As I mentioned, I had one of these failures before the APEX boards/drivers were ever installed on the host, so I don't think it's an APEX issue. What is odd is that it's the same host and same VM name that's hung again. Have you seen a pattern like this - same VM name hanging?

VMware support is calling me back later today. I've asked them to look at this thread and the other open SRs to see if there's been any progress made on the issue.

BTW, I'm also not hearing of any screen flicker issues from my users, and they're pretty quick to let me know if something's going on.

Geoff

gmtx · ‎03-13-2014

VMware is telling me this may be a known issue: http://kb.vmware.com/selfservice/microsites/search.do?language=en_US&cmd=displayKC&externalId=207339...

Do you have sparse disks (space reclamation) enabled? I do on my new pool where the hung VM from Wednesday lives, but I just don't remember if it was on for the pool where the first VM hung. I suspect it was though as it defaults to being on when you create a pool.

Geoff

llacas · ‎03-13-2014

Wow! that does seem like the problem. It's a known issue that did not exist before version 5.5 and the solution is to disable a feature and recompose all my pools? Over a 1000 desktops? Wow not impressed at all. I'll see what they say tomorrow.

Thx for posting this.

Luc

nzorn · ‎03-14-2014

So even though my "Reclaim VM disk space" box is not checked in the pool it is still enabled?

gmtx · ‎03-14-2014

That's a really good question. Based on the KB article, where you have to make ADAM changes to turn it off at a global or pool level, it sure seems like seSparse disks are created based on the ADAM settings and not the reclaim setting in the UI.

It does appear that you can affect the actual reclaim process though. Yesterday morning I was seeing all kinds of reclaim errors in the View event log so I edited my pools and turned off space reclaim. That stopped the errors, but it seems the underlying disk type that View creates when it builds/recomposes a pool - seSparse, the type that is causing our issue - is a function of those ADAM settings and nothing that's affected through the UI. Be nice to know for certain, and I hope to hear more from VMware support today.

Geoff

llacas · ‎03-14-2014

Well, I already have at least 2 pools that have space reclaim unchecked and I still get hung VM's in those pools.

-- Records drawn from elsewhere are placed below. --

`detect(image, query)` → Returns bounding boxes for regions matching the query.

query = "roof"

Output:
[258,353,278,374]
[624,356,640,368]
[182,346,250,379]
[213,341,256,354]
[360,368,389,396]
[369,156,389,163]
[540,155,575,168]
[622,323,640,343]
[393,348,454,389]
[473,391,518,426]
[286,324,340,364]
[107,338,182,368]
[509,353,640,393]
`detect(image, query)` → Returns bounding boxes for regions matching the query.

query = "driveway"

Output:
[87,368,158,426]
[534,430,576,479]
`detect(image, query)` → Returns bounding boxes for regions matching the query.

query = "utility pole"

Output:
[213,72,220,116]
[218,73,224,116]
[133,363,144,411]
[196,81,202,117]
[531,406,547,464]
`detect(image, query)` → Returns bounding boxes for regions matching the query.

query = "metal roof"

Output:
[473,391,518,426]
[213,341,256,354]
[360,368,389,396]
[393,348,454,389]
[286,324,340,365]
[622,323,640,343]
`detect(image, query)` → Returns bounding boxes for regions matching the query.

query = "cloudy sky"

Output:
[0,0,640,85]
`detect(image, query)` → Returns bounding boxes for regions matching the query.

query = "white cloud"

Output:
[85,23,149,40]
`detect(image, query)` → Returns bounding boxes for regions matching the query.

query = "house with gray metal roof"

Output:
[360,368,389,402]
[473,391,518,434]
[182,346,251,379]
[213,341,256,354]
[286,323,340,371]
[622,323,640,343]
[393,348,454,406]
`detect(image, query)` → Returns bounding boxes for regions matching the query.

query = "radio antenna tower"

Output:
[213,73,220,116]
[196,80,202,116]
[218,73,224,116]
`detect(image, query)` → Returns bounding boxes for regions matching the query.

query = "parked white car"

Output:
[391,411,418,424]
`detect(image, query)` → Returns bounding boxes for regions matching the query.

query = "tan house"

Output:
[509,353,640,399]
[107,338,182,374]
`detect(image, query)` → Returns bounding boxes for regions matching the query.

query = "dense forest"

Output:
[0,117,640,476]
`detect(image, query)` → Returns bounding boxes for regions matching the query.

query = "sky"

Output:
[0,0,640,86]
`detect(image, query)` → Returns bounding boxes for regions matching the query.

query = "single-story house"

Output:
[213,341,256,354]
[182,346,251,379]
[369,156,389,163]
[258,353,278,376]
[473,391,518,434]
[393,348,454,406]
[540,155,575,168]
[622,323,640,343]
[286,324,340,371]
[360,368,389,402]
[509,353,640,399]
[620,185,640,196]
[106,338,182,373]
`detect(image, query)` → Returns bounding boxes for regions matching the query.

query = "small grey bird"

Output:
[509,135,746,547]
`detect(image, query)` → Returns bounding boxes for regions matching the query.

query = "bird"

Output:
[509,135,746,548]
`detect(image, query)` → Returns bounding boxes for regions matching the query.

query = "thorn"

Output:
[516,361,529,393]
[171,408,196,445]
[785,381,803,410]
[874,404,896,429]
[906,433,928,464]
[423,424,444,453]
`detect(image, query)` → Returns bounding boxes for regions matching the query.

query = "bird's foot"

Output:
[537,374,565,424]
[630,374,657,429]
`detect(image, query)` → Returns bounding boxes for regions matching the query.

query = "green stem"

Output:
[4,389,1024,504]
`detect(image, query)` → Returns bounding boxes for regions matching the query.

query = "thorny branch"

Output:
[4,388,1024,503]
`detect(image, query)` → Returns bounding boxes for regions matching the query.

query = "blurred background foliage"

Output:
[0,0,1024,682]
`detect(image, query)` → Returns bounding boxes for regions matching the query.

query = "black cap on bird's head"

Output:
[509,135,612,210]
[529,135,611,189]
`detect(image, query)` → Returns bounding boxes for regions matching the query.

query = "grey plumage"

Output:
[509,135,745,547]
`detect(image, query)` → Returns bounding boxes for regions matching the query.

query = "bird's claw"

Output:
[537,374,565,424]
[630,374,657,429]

So yes, it's the way the VM is created that makes a difference, not just the reclamation of space. I suggest changing the global setting, until VMWare fixes the issue, ALL pools need to be created without seSparse disks. Might as well do it in one place instead off forgetting to change it if you create a new pool. That's how I take it anyway.

Still waiting to talk to VMWare.... sigh...

gmtx · ‎03-14-2014

I made the global ADAM change too and I'll recompose all my pools this weekend to get the change in effect (right after I reboot that host with the stuck vm ).

Geoff